Correcting errors in integrated circuits caused by radiation

Dr. Li Chen, Department of Electrical Engineering, University of Saskatchewan

Dr. Li Chen works on ways to detect and repair the havoc that radiation can wreak on microelectronics, not only in space but also here on Earth.

The Associate Professor at the University of Saskatchewan returned to Canada from the United States in 2006, in part because of the research support he can get from CMC Microsystems. “In terms of microelectronics, we have better community assistance here than in the United States. Most of my research is aided by CMC-supported infrastructure, fabrication services, tools and testing.”

One of his projects involves using a space simulation chamber to develop electronic devices and systems that can tolerate radiation and the harsh temperatures found in outer space and other extreme environments. The latest crucial component of the project is a chip that will be designed in conjunction with collaborators from Cisco Canada. Other partners are involved, including the Texas-based Johnson Space Center and researchers at Vanderbilt University in Tennessee, a world leader in the study of radiation affecting electronics.

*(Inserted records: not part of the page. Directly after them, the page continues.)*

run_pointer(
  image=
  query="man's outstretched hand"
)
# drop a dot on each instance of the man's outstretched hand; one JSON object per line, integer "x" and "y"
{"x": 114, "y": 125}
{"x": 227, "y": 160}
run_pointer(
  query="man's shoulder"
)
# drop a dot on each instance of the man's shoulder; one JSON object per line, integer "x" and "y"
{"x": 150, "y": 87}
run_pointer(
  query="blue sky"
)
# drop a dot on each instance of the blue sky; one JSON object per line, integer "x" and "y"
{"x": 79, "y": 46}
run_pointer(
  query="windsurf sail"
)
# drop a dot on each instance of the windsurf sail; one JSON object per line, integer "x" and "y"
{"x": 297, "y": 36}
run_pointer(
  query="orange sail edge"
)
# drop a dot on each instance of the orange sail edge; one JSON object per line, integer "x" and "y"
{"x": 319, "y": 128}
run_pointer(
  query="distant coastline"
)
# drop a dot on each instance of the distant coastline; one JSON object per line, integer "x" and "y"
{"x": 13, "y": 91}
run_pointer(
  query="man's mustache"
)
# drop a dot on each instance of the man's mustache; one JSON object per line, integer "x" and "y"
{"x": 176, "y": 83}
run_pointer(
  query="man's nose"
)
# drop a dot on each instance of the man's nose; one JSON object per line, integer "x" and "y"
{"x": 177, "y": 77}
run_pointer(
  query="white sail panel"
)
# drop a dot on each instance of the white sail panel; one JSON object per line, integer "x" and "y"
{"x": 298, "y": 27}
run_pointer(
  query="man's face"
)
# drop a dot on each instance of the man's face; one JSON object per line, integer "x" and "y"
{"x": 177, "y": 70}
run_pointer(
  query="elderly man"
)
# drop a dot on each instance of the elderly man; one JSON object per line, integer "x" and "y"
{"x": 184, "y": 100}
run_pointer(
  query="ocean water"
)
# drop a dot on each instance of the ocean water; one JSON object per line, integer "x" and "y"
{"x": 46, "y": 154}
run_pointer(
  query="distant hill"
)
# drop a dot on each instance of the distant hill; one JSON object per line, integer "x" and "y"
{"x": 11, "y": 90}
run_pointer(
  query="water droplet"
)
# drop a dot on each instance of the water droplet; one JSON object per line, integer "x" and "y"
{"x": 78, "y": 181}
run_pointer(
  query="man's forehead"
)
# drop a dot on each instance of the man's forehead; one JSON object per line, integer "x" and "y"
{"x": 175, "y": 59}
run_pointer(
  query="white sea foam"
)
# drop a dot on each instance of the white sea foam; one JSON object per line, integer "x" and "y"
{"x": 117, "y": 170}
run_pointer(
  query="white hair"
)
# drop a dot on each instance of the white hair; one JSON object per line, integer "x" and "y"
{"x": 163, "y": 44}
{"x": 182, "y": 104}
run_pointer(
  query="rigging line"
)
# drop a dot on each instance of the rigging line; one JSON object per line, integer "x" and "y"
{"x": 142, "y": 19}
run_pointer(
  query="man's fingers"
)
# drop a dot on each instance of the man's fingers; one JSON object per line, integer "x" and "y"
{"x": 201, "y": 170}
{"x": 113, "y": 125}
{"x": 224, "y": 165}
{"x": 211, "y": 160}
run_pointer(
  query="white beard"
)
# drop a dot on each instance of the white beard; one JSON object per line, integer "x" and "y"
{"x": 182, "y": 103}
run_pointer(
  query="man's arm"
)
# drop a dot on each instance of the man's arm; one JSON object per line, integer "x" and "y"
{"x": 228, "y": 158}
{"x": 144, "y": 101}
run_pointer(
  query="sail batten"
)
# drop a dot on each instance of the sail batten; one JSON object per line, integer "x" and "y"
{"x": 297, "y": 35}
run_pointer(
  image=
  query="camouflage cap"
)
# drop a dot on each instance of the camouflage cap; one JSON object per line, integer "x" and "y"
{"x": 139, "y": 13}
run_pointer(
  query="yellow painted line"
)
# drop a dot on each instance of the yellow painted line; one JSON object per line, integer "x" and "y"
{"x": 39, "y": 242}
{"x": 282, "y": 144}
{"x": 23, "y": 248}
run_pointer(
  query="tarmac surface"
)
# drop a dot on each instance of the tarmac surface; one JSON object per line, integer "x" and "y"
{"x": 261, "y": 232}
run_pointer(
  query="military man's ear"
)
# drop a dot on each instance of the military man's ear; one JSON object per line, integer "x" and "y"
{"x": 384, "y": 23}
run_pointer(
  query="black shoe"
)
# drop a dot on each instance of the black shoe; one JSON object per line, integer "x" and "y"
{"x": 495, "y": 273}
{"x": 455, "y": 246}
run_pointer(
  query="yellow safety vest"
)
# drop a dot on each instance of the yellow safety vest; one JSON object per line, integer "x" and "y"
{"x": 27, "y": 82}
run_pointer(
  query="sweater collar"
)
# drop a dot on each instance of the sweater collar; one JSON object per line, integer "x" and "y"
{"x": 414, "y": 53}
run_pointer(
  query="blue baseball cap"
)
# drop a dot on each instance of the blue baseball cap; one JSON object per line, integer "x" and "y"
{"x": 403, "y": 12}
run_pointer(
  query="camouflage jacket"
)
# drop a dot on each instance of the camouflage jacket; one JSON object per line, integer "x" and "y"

Electronic systems used in space are usually built with triple redundancies to protect them from radiation. But that approach can be too expensive for consumer products. Yet radiation particles like neutrons can travel through the atmosphere and reach the ground, says Chen. The sun is one source of such particles. Cosmic rays are another source. These particles can damage microelectronics, causing what are known as single-event effects. 

“With the ever-decreasing geometries on an integrated circuit (IC), single events are a major reliability issue, affecting an IC’s memory cells, for example. The soft error rate expresses how often a system may encounter damaging radiation hits on combinational and sequential logic circuits. This rate is predicted to increase significantly with technology scaling trends," he says. He is working on a sensor that will detect when these types of errors occur. Chen is also investigating systems that are “self-healing” to repair soft error damage using correcting codes and other circuit techniques.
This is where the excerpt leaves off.